A Washington Post colleague, Joel Achenback, wrote of Michel: “He was an old-school photographer who knew you had to get close to your subjects—and then get closer still. He was deliberate and methodical. He would not be rushed. He had to get it just right. He did background research, studied the lay of the land, listened to people, earned their trust, took his time and aimed for nothing short of perfection.”1

But the enormous impact of Michel’s work was not limited to his photography in the field. He also served in management roles at the Washington Post—as a photo editor and director of photographer—over a period of about 20 years.

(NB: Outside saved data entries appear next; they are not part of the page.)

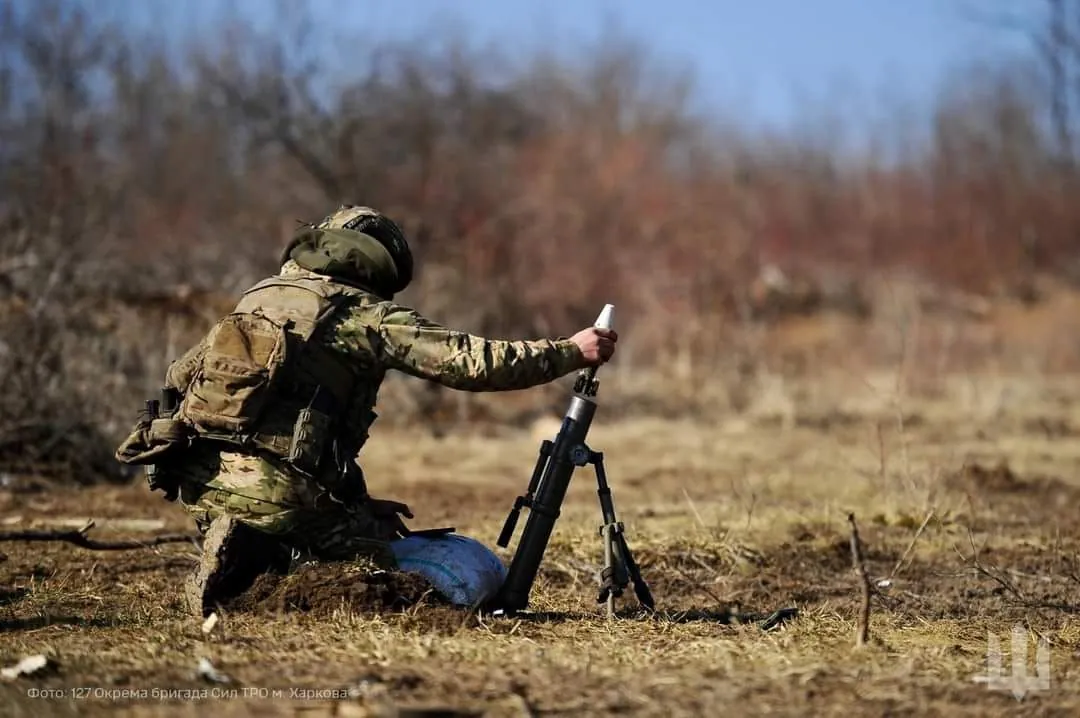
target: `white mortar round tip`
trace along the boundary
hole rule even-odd
[[[596,323],[593,324],[597,329],[612,329],[615,326],[615,305],[605,304],[603,311],[600,312],[600,316],[596,318]]]

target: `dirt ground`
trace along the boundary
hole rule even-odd
[[[0,713],[1075,715],[1080,381],[964,378],[964,391],[924,400],[860,396],[870,384],[824,409],[701,421],[611,416],[601,397],[590,444],[605,452],[652,616],[628,597],[608,621],[595,602],[588,469],[556,526],[536,615],[513,619],[441,605],[409,576],[313,566],[260,582],[207,635],[179,591],[192,544],[2,543],[0,661],[44,654],[55,667],[0,681]],[[372,493],[412,507],[414,527],[452,525],[494,547],[542,436],[376,429],[365,467]],[[101,540],[191,529],[140,482],[14,481],[0,507],[3,530],[87,518]],[[875,586],[861,648],[849,512]],[[764,630],[783,608],[798,615]],[[978,678],[991,635],[1005,680],[1018,678],[1014,626],[1029,651],[1019,698]],[[201,658],[230,682],[198,677]]]

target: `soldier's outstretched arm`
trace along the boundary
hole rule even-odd
[[[371,311],[368,308],[368,312]],[[354,310],[361,311],[361,310]],[[586,366],[569,339],[503,341],[448,329],[415,310],[381,307],[377,322],[367,318],[361,340],[387,369],[397,369],[452,389],[508,391],[527,389]],[[363,317],[357,316],[357,324]],[[348,332],[350,319],[339,328]]]

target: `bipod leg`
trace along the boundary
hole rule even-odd
[[[649,587],[641,578],[634,557],[626,544],[623,524],[615,516],[615,505],[608,486],[607,472],[604,470],[604,455],[593,451],[589,454],[589,463],[596,471],[596,493],[600,499],[600,513],[604,523],[600,527],[600,536],[604,541],[604,567],[600,572],[600,593],[598,603],[607,602],[607,615],[615,615],[615,599],[620,598],[627,585],[633,581],[634,593],[638,601],[652,610],[654,607]]]
[[[626,545],[625,534],[620,531],[615,539],[618,541],[619,553],[622,554],[626,574],[634,584],[634,595],[642,606],[650,611],[656,610],[656,601],[653,600],[652,591],[649,590],[649,584],[645,583],[645,579],[641,577],[641,569],[638,568],[637,561],[630,553],[630,547]]]
[[[607,617],[611,620],[615,617],[615,595],[622,594],[622,588],[614,583],[615,569],[615,527],[604,525],[600,527],[600,535],[604,540],[604,567],[600,571],[600,595],[599,601],[607,603]]]

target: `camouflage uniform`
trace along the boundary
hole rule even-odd
[[[290,261],[281,276],[318,275]],[[367,367],[369,381],[360,389],[358,408],[370,419],[357,427],[361,432],[357,450],[375,419],[372,409],[389,369],[453,389],[503,391],[544,384],[584,366],[580,350],[569,340],[484,339],[447,329],[412,309],[374,296],[347,307],[319,340]],[[188,373],[201,349],[196,346],[171,366],[169,377]],[[298,549],[326,558],[370,552],[372,539],[395,538],[389,524],[368,514],[362,504],[344,505],[269,458],[195,447],[183,461],[158,471],[179,480],[180,500],[200,526],[228,512]],[[363,481],[358,469],[355,478]]]
[[[371,210],[344,207],[318,226],[349,229],[349,223],[366,216],[365,212]],[[181,504],[204,533],[216,520],[227,518],[316,558],[367,556],[392,566],[387,542],[397,538],[397,521],[380,518],[368,509],[363,474],[355,463],[376,418],[373,408],[386,372],[396,369],[453,389],[505,391],[558,379],[583,368],[584,357],[568,339],[496,341],[440,326],[392,300],[392,290],[403,288],[411,279],[411,255],[403,279],[394,275],[394,267],[387,267],[383,255],[367,251],[363,245],[359,246],[367,252],[365,256],[353,251],[352,245],[348,251],[335,249],[332,240],[321,240],[324,244],[318,249],[347,257],[366,281],[359,291],[355,286],[350,290],[308,341],[358,378],[351,385],[352,397],[343,421],[350,460],[331,462],[320,469],[319,476],[305,477],[272,453],[195,441],[157,464],[155,480],[178,488]],[[323,266],[319,262],[329,269],[340,269],[340,262],[327,261],[324,254],[294,251],[289,257],[286,250],[278,275],[282,280],[343,281],[340,276],[313,271]],[[368,290],[380,286],[382,275],[390,277],[382,286],[391,289]],[[237,312],[248,311],[241,309],[243,306],[242,302]],[[190,395],[191,377],[203,364],[206,352],[204,338],[169,367],[166,386]],[[216,570],[216,564],[204,566],[204,573]]]

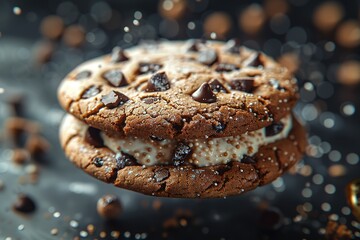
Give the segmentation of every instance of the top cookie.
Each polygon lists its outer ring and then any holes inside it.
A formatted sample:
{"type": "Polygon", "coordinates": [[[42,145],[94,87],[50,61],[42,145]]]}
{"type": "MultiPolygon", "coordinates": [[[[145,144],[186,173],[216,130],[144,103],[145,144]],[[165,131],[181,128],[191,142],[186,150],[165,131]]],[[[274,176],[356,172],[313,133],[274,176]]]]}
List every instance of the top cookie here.
{"type": "Polygon", "coordinates": [[[116,47],[74,69],[58,97],[66,111],[110,135],[194,139],[279,121],[297,87],[264,53],[234,40],[192,40],[116,47]]]}

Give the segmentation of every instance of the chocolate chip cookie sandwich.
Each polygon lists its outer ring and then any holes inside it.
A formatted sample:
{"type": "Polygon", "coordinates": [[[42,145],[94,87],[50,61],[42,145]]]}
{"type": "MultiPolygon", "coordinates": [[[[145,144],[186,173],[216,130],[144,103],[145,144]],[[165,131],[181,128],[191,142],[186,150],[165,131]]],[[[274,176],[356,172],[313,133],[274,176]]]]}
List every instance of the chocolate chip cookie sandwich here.
{"type": "Polygon", "coordinates": [[[117,187],[178,198],[237,195],[302,157],[296,80],[235,40],[142,44],[62,81],[69,159],[117,187]]]}

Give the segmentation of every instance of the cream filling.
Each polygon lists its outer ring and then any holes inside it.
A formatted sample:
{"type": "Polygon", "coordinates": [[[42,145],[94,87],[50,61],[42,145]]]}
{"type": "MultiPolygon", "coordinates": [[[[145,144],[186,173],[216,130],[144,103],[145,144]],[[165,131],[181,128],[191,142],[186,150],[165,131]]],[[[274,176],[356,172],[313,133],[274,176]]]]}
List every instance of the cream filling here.
{"type": "MultiPolygon", "coordinates": [[[[287,138],[292,128],[291,115],[281,119],[284,128],[279,134],[267,137],[265,128],[245,134],[224,138],[192,139],[186,144],[192,154],[188,161],[199,167],[241,161],[244,155],[254,155],[262,145],[287,138]]],[[[125,152],[134,156],[141,165],[172,164],[177,140],[140,139],[137,137],[113,138],[101,133],[104,145],[114,152],[125,152]]]]}

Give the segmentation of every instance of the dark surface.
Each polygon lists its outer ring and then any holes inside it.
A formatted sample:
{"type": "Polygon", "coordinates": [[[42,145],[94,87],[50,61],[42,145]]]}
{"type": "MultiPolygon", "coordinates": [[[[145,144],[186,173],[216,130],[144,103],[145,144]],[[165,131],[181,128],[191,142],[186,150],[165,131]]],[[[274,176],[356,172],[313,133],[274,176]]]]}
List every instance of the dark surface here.
{"type": "MultiPolygon", "coordinates": [[[[359,237],[360,225],[346,208],[345,186],[352,179],[360,177],[359,161],[353,164],[360,154],[360,90],[359,84],[345,86],[338,83],[333,74],[338,63],[346,59],[359,60],[359,49],[336,47],[331,52],[324,50],[324,44],[332,40],[331,36],[322,36],[311,25],[315,1],[308,1],[298,7],[290,3],[288,16],[291,26],[299,26],[306,32],[305,42],[299,40],[294,47],[294,44],[286,42],[284,34],[272,33],[266,24],[262,34],[254,39],[257,43],[255,46],[261,46],[262,50],[274,57],[289,50],[300,53],[302,66],[297,75],[302,100],[296,107],[296,112],[307,120],[311,143],[309,149],[316,150],[309,150],[312,157],[306,157],[299,164],[297,170],[301,174],[287,174],[273,184],[228,199],[157,199],[101,183],[75,168],[66,159],[58,141],[58,125],[64,112],[57,103],[57,86],[67,72],[85,59],[109,52],[117,43],[123,46],[133,44],[119,39],[124,34],[122,28],[132,21],[136,10],[144,15],[142,26],[154,26],[155,33],[149,36],[149,32],[145,31],[134,36],[163,37],[156,33],[156,26],[161,21],[156,14],[157,5],[150,2],[109,1],[114,9],[122,13],[121,28],[107,31],[101,25],[87,21],[87,31],[106,32],[105,43],[94,45],[87,42],[80,49],[74,49],[61,41],[56,42],[52,60],[43,65],[34,61],[34,51],[41,38],[38,33],[39,22],[44,16],[56,13],[60,1],[51,1],[51,4],[47,1],[0,2],[0,88],[5,89],[5,93],[0,94],[0,124],[12,114],[5,100],[14,95],[23,95],[25,101],[21,114],[40,122],[43,135],[51,143],[43,161],[37,163],[40,166],[37,183],[21,184],[21,177],[27,175],[28,168],[11,163],[12,146],[2,131],[0,180],[4,182],[5,188],[0,190],[0,239],[72,239],[84,234],[81,231],[86,231],[88,224],[95,226],[95,233],[84,239],[99,238],[99,232],[103,230],[107,232],[108,239],[113,239],[110,237],[112,230],[120,231],[121,238],[126,238],[127,232],[130,232],[129,239],[141,239],[145,236],[147,239],[159,239],[165,236],[164,232],[167,232],[169,239],[322,239],[323,229],[330,215],[358,231],[356,234],[359,237]],[[22,9],[21,15],[13,14],[14,6],[22,9]],[[272,43],[280,42],[282,47],[273,47],[276,44],[267,47],[269,40],[272,43]],[[310,55],[305,51],[309,46],[316,47],[310,55]],[[305,82],[312,83],[313,90],[304,88],[305,82]],[[343,113],[342,106],[345,103],[355,107],[354,114],[343,113]],[[317,109],[318,117],[309,117],[309,109],[317,109]],[[328,167],[334,164],[344,166],[346,174],[337,178],[329,176],[328,167]],[[323,176],[322,182],[319,181],[319,176],[323,176]],[[309,194],[310,191],[312,194],[309,194]],[[33,214],[24,216],[12,210],[19,193],[25,193],[35,201],[37,209],[33,214]],[[96,212],[97,200],[105,194],[117,195],[123,204],[123,214],[116,223],[107,223],[96,212]],[[152,205],[158,200],[162,202],[162,207],[155,210],[152,205]],[[266,205],[279,209],[284,215],[285,224],[279,230],[264,228],[260,209],[266,205]],[[172,230],[164,229],[164,221],[175,216],[179,209],[189,209],[192,216],[182,214],[184,216],[179,218],[185,221],[182,221],[183,224],[172,230]],[[302,217],[299,217],[300,213],[302,217]],[[70,224],[71,220],[76,220],[79,226],[72,227],[74,222],[70,224]],[[53,228],[58,229],[56,236],[50,233],[53,228]]],[[[96,1],[79,3],[77,6],[81,15],[88,16],[90,6],[94,3],[96,1]]],[[[222,10],[236,19],[235,14],[247,3],[249,1],[242,4],[210,1],[207,10],[194,12],[191,16],[201,22],[209,12],[222,10]]],[[[359,1],[352,1],[352,4],[346,4],[344,8],[345,18],[358,17],[359,1]]],[[[76,19],[73,22],[86,22],[80,21],[80,17],[76,19]]],[[[179,22],[186,28],[187,21],[189,19],[179,22]]],[[[254,41],[246,40],[251,39],[250,37],[237,29],[234,27],[229,37],[239,36],[248,45],[254,45],[254,41]]],[[[179,31],[174,38],[201,35],[179,31]]]]}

His friends and colleagues remember him not only for his journalistic talent and professionalism, but also for his empathy, his compassion, and his humility.

Presenting the Thomas Hart Benton Mural Medallion

Tonight, I am very pleased to honor Michel’s remarkable career by posthumously presenting him with Indiana University’s Thomas Hart Benton Mural Medallion.

First given in 1986, the bronze medal features a representation of a portion of Thomas Hart Benton’s murals depicting the “Social and Industrial History of Indiana.” The State Legislature commissioned the murals for the Indiana exhibition at the 1933 Chicago World’s Fair. Benton’s travels throughout Indiana for nearly six months to view the society and culture of the state before he began painting were very much in the spirit of Michel’s travels around the world to observe and document various people, cultures, and events.

The majority of the Benton murals are now located in the Indiana University Auditorium, with additional panels in the IU Cinema and Woodburn Hall.

The reverse side of the Benton medallion features the Seal of the University. It symbolizes the aspirations and ideals that are the foundation of the search for knowledge.

I am very pleased that Nikki Kahn, Mr. DuCille’s widow—who is a Pulitzer Prize-winning photojournalist herself—was able to be with us tonight to accept the Benton Medallion on behalf of her late husband. I invite her to join me at the podium at this time.

Nikki, Indiana University takes great pride in Michel’s life and career.

And so, by virtue of the authority vested in me by the trustees of Indiana University, in recognition of your late husband’s noteworthy achievements in photojournalism over a nearly four-decade-long career, and in gratitude for all that he did to bring the world’s attention to humanitarian crises ranging from war in Sierra Leone to the Ebola epidemic, I am privileged and honored to posthumously present the Thomas Hart Benton Mural Medallion to Michel duCille.

Source Notes

  1. Joel Achenbach, “Photographer Michel du Cille: ‘This is What We Do,’” The Washington Post, December 12, 2014.